Traffic Flow Management (TFM) Tools
Brion Woroch, Ph.D.
Carolina Zingale, PhD.
Woroch, B. & Zingale, C. (2019). Traffic Flow Management (TFM) Tools: Guidance for Use, Integration, and Training: Part Task Experiment 2. DOT/FAA/TC-19/36. Atlantic City International Airport, NJ: Federal Aviation Administration William J. Hughes Technical Center.
We conducted the Phase II part-task experiment to evaluate the effects of different training methods on the effectiveness of Decision Support Tools (DSTs). The Phase I part-task experiment involved a training method that utilized both a slideshow and an interactive learning component. In Phase II, the participants only viewed the information in the training slideshow and did not interact with the information in the same way as the participants in Phase I. We evaluated whether interactive training resulted in better task performance than a more passive form of training.
Eight volunteers from the FAA William J. Hughes Technical Center with no experience with Traffic Flow Management tools and procedures served as participants. We collected data from this group of participants using the same methods we used in Phase I. We compared the performance of participants between Phase I and Phase II on an aircraft rerouting task and two secondary tasks.
We did not find evidence that the interactive training method improved task performance. However, we did find that interactive training led to increased performance on the initial practice scenario of the task.
This benefit may have implications for real-world training.
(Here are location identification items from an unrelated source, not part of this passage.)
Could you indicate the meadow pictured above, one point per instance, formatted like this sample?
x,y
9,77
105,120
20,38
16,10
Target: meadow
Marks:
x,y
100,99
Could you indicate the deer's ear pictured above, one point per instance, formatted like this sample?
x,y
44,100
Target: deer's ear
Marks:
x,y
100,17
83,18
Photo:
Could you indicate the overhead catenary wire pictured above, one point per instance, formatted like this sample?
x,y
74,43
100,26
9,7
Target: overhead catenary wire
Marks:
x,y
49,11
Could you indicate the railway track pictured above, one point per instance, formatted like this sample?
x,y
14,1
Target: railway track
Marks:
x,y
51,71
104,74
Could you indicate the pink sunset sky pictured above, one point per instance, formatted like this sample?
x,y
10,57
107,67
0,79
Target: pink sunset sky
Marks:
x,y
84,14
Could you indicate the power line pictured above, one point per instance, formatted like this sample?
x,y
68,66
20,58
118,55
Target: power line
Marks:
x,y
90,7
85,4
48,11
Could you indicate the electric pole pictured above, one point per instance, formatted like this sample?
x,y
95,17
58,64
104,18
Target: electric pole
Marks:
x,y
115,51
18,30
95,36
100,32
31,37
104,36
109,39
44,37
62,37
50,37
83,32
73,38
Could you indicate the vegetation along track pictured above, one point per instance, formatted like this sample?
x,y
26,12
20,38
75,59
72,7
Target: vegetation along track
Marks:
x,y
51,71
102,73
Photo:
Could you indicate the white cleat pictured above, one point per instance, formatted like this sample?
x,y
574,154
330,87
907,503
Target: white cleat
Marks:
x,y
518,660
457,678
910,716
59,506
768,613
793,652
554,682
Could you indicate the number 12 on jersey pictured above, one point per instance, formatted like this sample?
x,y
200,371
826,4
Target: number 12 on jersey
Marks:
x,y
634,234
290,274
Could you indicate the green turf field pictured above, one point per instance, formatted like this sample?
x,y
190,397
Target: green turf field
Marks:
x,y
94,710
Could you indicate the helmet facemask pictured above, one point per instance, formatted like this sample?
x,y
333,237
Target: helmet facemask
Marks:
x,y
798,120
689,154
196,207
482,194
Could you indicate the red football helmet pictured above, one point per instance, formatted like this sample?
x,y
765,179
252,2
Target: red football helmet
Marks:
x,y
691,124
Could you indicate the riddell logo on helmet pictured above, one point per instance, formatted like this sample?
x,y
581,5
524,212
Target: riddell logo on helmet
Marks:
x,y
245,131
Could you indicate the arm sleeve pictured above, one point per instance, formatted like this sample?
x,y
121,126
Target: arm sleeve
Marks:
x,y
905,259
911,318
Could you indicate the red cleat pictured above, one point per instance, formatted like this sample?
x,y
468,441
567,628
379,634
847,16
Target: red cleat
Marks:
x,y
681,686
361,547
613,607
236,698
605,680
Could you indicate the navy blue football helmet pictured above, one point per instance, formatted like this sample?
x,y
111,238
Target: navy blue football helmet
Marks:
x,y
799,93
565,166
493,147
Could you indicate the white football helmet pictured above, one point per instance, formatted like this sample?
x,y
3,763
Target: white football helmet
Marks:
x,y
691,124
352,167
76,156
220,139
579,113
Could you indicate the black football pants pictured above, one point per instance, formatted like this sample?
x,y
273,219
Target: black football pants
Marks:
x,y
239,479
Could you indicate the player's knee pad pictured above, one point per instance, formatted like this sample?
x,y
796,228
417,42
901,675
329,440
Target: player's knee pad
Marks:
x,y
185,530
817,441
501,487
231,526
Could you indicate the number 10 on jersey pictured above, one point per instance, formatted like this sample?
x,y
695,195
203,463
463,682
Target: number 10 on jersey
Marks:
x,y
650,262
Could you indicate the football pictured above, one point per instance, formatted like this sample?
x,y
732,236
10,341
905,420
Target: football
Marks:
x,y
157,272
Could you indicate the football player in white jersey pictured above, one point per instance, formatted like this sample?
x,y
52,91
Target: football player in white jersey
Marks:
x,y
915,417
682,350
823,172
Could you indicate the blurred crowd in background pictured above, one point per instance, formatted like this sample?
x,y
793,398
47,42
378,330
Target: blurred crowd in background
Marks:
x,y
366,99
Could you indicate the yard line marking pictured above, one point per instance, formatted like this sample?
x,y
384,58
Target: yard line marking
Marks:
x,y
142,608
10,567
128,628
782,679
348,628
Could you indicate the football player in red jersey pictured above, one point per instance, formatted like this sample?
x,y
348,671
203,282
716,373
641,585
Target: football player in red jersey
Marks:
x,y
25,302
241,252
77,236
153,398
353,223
If the first impression of a new tool is positive, it may lead to increased adoption and future use. However, if the first impression of a new tool is negative, or if the tool is difficult to learn, users may abandon it or use it less often .
We recommend that training materials, 1) allow the user to set the pace for learning, and 2) provide the user specific feedback about performance and demonstrate the potential benefits of new tools and procedures.